Integration: Hugging Face Inference Endpoints

This guide will walk you through an example integration of the Hugging Face Inference API with vecs. We will create embeddings using Hugging Face's sentence-transformers/all-MiniLM-L6-v2 model, insert these embeddings into a PostgreSQL database using vecs, and then query vecs to find the most similar sentences to a given query sentence.

Create a Hugging Face Inference Endpoint

Head over to Hugging Face's inference endpoints and select New Endpoint.

new_endpoint

Configure your endpoint with your model and provider of choice. In this example we'll use sentence-transformers/all-MiniLM-L6-v2 and AWS.

configure_endpoint

Under "Advanced Configuration" select "Sentence Embeddings" as the "Task". Then click "Create Endpoint"

configure_endpoint2

Once the endpoint starts up, take note of the Endpoint URL endpoint_url

Tip

Don't forget to pause or delete your Hugging Face Inference Endpoint when you're not using it

Finally, create and copy an API key we can use to authenticate with the inference endpoint.

Create an Environment

Next, you need to set up your environment. You will need Python 3.7+ with the vecs and requests installed.

pip install vecs requests

You'll also need a Postgres Database with the pgvector extension

Create Embeddings

We can use the Hugging Face endpoint to create embeddings for a set of sentences.

import requests
import json

huggingface_endpoint_url = '<HUGGINGFACE-ENDPOINT-URL>'
huggingface_api_key = '<HUGGINGFACE-API-KEY>'

dataset = [
    "The cat sat on the mat.",
    "The quick brown fox jumps over the lazy dog.",
    "Friends, Romans, countrymen, lend me your ears",
    "To be or not to be, that is the question.",
]

records = []

for sentence in dataset:
    response = requests.post(
        huggingface_endpoint_url,
        headers={
            "Authorization": f"Bearer {huggingface_api_key}",
            "Content-Type": "application/json"
        },
        json={"inputs": sentence}
    )
    embedding = response.json()["embeddings"]
    records.append((sentence, embedding, {}))
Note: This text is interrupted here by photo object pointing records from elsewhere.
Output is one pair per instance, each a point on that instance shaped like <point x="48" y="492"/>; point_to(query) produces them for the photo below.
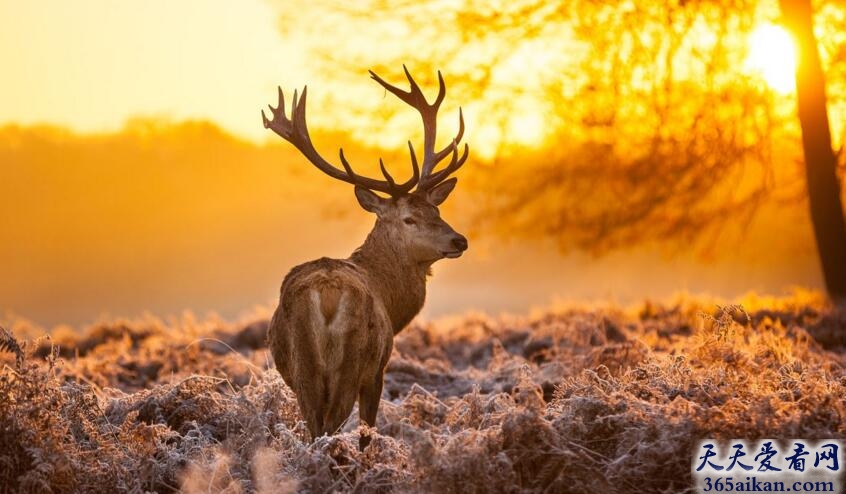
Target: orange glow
<point x="772" y="55"/>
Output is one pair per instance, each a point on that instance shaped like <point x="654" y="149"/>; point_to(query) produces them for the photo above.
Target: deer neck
<point x="399" y="281"/>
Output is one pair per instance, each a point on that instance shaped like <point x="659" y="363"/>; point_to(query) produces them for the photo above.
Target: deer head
<point x="408" y="218"/>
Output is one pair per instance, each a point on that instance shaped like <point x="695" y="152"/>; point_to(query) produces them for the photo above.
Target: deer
<point x="332" y="332"/>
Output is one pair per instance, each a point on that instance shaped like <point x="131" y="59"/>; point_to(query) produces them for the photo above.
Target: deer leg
<point x="369" y="397"/>
<point x="338" y="410"/>
<point x="312" y="404"/>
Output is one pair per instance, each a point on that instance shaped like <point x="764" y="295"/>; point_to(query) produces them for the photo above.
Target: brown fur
<point x="332" y="333"/>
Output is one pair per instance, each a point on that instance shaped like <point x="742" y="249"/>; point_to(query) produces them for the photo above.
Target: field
<point x="570" y="399"/>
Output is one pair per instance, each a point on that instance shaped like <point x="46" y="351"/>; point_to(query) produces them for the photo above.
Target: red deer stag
<point x="333" y="330"/>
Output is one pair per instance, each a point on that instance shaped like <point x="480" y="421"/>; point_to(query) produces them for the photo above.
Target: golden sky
<point x="185" y="217"/>
<point x="91" y="64"/>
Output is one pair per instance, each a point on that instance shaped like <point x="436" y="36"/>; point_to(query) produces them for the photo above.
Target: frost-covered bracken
<point x="566" y="400"/>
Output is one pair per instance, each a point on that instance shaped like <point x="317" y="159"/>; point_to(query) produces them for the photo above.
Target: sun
<point x="772" y="54"/>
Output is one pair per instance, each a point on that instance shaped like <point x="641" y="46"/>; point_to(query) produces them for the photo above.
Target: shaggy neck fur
<point x="399" y="280"/>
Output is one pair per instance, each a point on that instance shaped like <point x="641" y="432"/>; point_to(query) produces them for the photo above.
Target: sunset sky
<point x="200" y="221"/>
<point x="92" y="64"/>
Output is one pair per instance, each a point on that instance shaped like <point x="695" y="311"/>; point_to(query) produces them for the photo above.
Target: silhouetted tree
<point x="824" y="189"/>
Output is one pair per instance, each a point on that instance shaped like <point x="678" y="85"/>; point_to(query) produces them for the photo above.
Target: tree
<point x="824" y="189"/>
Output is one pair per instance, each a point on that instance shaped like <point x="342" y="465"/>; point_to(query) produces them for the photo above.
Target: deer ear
<point x="441" y="191"/>
<point x="369" y="201"/>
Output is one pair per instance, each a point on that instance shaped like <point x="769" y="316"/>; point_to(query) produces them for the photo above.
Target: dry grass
<point x="570" y="400"/>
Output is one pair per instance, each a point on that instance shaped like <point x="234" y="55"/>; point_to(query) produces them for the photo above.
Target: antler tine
<point x="429" y="113"/>
<point x="295" y="131"/>
<point x="455" y="163"/>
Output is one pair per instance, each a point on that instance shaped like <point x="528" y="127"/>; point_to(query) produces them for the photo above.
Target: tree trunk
<point x="827" y="213"/>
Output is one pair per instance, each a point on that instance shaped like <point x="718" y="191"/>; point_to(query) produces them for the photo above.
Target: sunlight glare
<point x="772" y="54"/>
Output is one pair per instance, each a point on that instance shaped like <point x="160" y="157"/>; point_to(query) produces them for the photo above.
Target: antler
<point x="429" y="112"/>
<point x="295" y="131"/>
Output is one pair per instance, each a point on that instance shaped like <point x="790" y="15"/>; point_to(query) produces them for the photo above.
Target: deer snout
<point x="460" y="242"/>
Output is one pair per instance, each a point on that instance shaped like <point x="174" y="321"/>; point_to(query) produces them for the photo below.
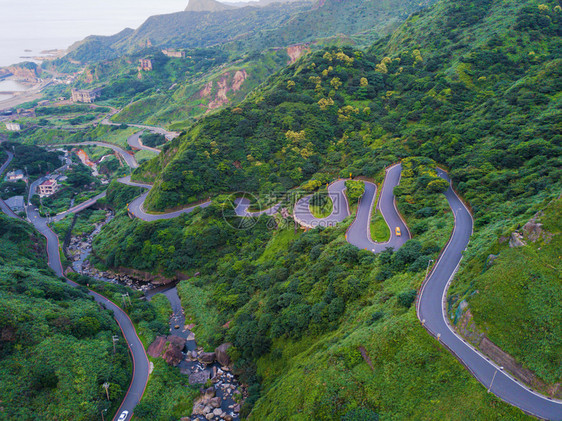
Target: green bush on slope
<point x="56" y="349"/>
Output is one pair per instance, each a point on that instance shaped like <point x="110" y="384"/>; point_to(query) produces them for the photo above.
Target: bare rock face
<point x="222" y="355"/>
<point x="177" y="341"/>
<point x="215" y="402"/>
<point x="199" y="378"/>
<point x="172" y="355"/>
<point x="155" y="349"/>
<point x="207" y="357"/>
<point x="516" y="240"/>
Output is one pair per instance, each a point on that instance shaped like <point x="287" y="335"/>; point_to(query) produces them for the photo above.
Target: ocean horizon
<point x="29" y="27"/>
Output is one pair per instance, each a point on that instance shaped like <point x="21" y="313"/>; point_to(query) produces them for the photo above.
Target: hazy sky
<point x="48" y="24"/>
<point x="22" y="19"/>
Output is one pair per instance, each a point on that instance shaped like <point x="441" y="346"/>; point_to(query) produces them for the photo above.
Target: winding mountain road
<point x="340" y="208"/>
<point x="430" y="306"/>
<point x="3" y="206"/>
<point x="138" y="354"/>
<point x="359" y="233"/>
<point x="135" y="142"/>
<point x="129" y="158"/>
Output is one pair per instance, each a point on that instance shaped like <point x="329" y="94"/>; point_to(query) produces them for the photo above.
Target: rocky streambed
<point x="221" y="393"/>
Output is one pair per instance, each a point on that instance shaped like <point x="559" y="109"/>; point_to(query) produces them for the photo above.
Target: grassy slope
<point x="515" y="300"/>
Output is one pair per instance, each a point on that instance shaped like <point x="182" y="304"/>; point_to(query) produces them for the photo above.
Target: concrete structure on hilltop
<point x="145" y="64"/>
<point x="85" y="95"/>
<point x="15" y="175"/>
<point x="13" y="127"/>
<point x="48" y="187"/>
<point x="173" y="53"/>
<point x="16" y="203"/>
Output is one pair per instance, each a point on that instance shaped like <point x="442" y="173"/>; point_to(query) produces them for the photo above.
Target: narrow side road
<point x="136" y="207"/>
<point x="138" y="354"/>
<point x="359" y="233"/>
<point x="431" y="309"/>
<point x="340" y="210"/>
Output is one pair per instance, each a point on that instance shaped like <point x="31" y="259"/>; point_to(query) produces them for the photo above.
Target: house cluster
<point x="86" y="95"/>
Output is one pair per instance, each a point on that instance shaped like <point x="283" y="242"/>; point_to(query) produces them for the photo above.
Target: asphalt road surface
<point x="136" y="207"/>
<point x="135" y="142"/>
<point x="431" y="306"/>
<point x="432" y="312"/>
<point x="138" y="354"/>
<point x="243" y="203"/>
<point x="431" y="301"/>
<point x="129" y="158"/>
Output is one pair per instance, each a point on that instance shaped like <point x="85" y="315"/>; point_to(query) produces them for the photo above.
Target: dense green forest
<point x="477" y="108"/>
<point x="322" y="330"/>
<point x="471" y="86"/>
<point x="34" y="161"/>
<point x="55" y="349"/>
<point x="217" y="46"/>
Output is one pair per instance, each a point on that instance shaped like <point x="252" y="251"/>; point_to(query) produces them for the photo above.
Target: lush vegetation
<point x="354" y="191"/>
<point x="526" y="280"/>
<point x="56" y="349"/>
<point x="153" y="139"/>
<point x="321" y="329"/>
<point x="168" y="394"/>
<point x="33" y="160"/>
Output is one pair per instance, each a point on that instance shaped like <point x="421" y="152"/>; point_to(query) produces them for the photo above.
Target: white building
<point x="48" y="187"/>
<point x="13" y="127"/>
<point x="15" y="175"/>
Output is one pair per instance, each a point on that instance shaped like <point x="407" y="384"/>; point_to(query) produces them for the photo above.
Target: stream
<point x="217" y="401"/>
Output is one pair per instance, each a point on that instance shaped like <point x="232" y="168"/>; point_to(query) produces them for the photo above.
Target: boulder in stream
<point x="222" y="354"/>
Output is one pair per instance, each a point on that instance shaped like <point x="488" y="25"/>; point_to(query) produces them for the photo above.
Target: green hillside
<point x="477" y="109"/>
<point x="255" y="41"/>
<point x="473" y="86"/>
<point x="55" y="346"/>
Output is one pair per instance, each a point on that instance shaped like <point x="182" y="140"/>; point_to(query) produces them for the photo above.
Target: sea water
<point x="41" y="25"/>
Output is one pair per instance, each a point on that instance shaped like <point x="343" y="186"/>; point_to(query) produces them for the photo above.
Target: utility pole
<point x="115" y="339"/>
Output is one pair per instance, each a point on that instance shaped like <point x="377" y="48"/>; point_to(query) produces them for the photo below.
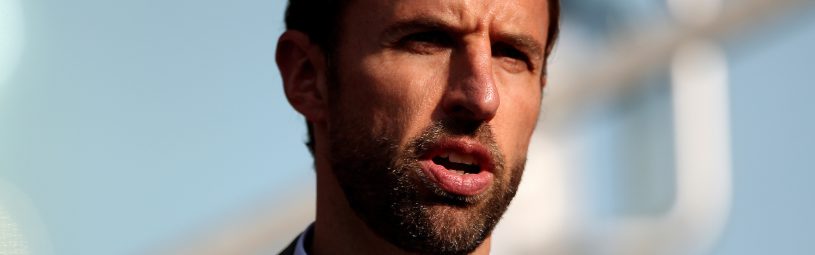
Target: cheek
<point x="399" y="102"/>
<point x="516" y="118"/>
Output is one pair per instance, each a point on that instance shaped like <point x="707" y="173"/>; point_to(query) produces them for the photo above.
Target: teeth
<point x="461" y="158"/>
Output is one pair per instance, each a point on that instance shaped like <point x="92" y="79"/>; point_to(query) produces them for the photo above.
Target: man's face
<point x="432" y="106"/>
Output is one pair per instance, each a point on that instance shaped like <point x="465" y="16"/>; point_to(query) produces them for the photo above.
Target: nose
<point x="471" y="93"/>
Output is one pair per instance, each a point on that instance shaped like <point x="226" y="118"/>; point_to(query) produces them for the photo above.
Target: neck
<point x="338" y="230"/>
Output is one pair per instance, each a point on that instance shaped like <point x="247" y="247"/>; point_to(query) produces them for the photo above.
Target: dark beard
<point x="385" y="187"/>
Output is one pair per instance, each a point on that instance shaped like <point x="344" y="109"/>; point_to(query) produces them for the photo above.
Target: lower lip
<point x="460" y="184"/>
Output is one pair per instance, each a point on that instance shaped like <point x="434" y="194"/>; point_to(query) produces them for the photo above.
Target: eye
<point x="514" y="59"/>
<point x="426" y="42"/>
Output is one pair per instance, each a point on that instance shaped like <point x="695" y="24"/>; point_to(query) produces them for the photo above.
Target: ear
<point x="302" y="67"/>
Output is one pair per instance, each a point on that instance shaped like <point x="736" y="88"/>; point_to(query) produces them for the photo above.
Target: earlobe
<point x="302" y="68"/>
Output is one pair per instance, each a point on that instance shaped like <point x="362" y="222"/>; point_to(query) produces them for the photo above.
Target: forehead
<point x="529" y="17"/>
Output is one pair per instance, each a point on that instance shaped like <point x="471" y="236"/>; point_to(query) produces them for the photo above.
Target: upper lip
<point x="466" y="146"/>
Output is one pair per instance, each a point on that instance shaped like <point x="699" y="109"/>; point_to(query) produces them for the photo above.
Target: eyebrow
<point x="523" y="42"/>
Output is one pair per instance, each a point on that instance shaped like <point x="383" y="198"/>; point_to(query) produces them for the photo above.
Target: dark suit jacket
<point x="290" y="249"/>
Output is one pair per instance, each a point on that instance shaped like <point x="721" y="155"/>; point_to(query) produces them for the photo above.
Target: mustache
<point x="438" y="130"/>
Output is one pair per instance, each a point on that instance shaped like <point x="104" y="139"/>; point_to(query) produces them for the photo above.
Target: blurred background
<point x="159" y="127"/>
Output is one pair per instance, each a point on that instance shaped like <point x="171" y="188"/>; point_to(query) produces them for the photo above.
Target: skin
<point x="405" y="64"/>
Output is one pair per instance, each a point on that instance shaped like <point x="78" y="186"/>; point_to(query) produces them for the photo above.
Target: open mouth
<point x="459" y="166"/>
<point x="458" y="163"/>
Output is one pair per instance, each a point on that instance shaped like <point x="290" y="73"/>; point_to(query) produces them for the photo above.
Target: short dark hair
<point x="321" y="19"/>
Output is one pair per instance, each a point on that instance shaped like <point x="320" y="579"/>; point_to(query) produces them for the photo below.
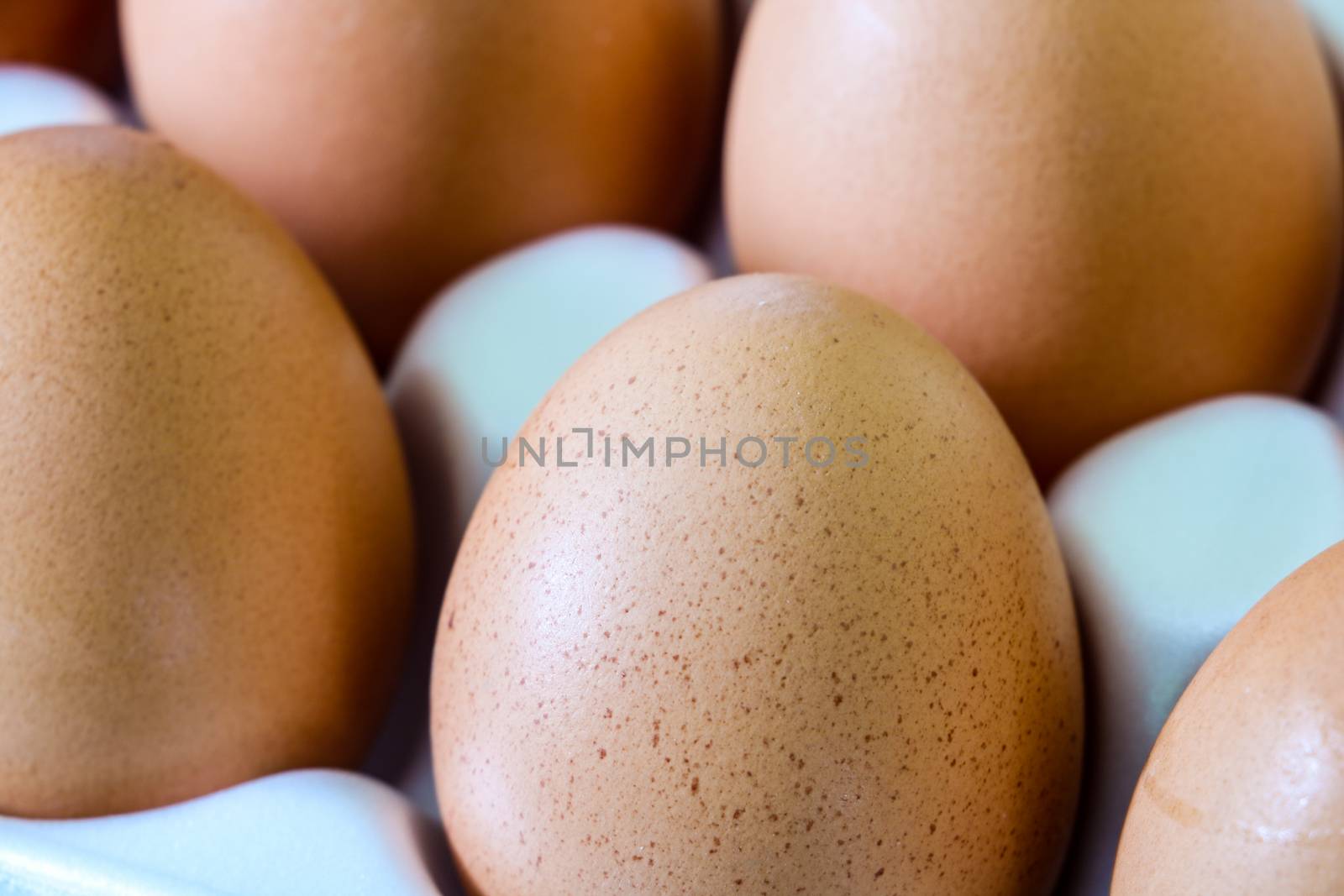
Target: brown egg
<point x="405" y="140"/>
<point x="1106" y="210"/>
<point x="69" y="34"/>
<point x="205" y="562"/>
<point x="1243" y="792"/>
<point x="846" y="678"/>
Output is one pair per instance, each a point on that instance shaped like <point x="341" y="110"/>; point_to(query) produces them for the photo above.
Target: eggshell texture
<point x="477" y="362"/>
<point x="206" y="555"/>
<point x="1105" y="210"/>
<point x="37" y="97"/>
<point x="71" y="34"/>
<point x="1245" y="789"/>
<point x="1171" y="532"/>
<point x="405" y="140"/>
<point x="786" y="679"/>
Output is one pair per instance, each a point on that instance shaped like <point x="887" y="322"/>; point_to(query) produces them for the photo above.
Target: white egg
<point x="37" y="97"/>
<point x="324" y="832"/>
<point x="1171" y="532"/>
<point x="481" y="356"/>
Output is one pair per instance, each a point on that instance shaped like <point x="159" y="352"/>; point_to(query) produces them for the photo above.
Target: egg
<point x="737" y="663"/>
<point x="206" y="555"/>
<point x="80" y="35"/>
<point x="1171" y="532"/>
<point x="37" y="97"/>
<point x="405" y="140"/>
<point x="1108" y="211"/>
<point x="480" y="358"/>
<point x="1245" y="790"/>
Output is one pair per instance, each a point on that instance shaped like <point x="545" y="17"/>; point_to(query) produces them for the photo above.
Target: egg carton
<point x="1231" y="470"/>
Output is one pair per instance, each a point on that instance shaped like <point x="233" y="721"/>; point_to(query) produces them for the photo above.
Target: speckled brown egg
<point x="205" y="553"/>
<point x="1243" y="793"/>
<point x="407" y="140"/>
<point x="732" y="674"/>
<point x="1105" y="210"/>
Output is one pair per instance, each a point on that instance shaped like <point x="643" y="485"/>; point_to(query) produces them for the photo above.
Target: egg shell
<point x="1108" y="211"/>
<point x="780" y="679"/>
<point x="80" y="35"/>
<point x="405" y="140"/>
<point x="38" y="97"/>
<point x="1245" y="790"/>
<point x="1171" y="532"/>
<point x="206" y="560"/>
<point x="480" y="358"/>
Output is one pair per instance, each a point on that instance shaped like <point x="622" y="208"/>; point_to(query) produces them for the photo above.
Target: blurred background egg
<point x="34" y="97"/>
<point x="1171" y="532"/>
<point x="407" y="140"/>
<point x="80" y="35"/>
<point x="748" y="674"/>
<point x="206" y="555"/>
<point x="1106" y="211"/>
<point x="1243" y="793"/>
<point x="476" y="364"/>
Store the Embeddings with vecs

Now that we have our embeddings, we can insert them into a PostgreSQL database using vecs subbing in your DB_CONNECTION string.

import vecs

DB_CONNECTION = "postgresql://<user>:<password>@<host>:<port>/<db_name>"

# create vector store client
vx = vecs.Client(DB_CONNECTION)

# create a collection named 'sentences' with 384 dimensional vectors (default dimension for paraphrase-MiniLM-L6-v2)
sentences = vx.get_or_create_collection(name="sentences", dimension=384)

# upsert the embeddings into the 'sentences' collection
sentences.upsert(records=records)

# create an index for the 'sentences' collection
sentences.create_index()

Querying for Most Similar Sentences

Finally, we can query vecs to find the most similar sentences to a given query sentence. The query sentence is embedded using the same method as the sentences in the dataset, then we query the sentences collection with vecs.

query_sentence = "A quick animal jumps over a lazy one."

# create an embedding for the query sentence
response = requests.post(
    huggingface_endpoint_url,
    headers={
        "Authorization": f"Bearer {huggingface_api_key}",
        "Content-Type": "application/json"
    },
    json={"inputs": query_sentence}
)
query_embedding = response.json()["embeddings"]

# query the 'sentences' collection for the most similar sentences
results = sentences.query(
    data=query_embedding,
    limit=3,
    include_value = True
)

# print the results
for result in results:
    print(result)

Returns the most similar 3 records and theirdistance to the query vector.

('The quick brown fox jumps over the lazy dog.', 0.256648302882697)
('The cat sat on the mat.', 0.78635900041167)
('To be or not to be, that is the question.', 1.04114070479544)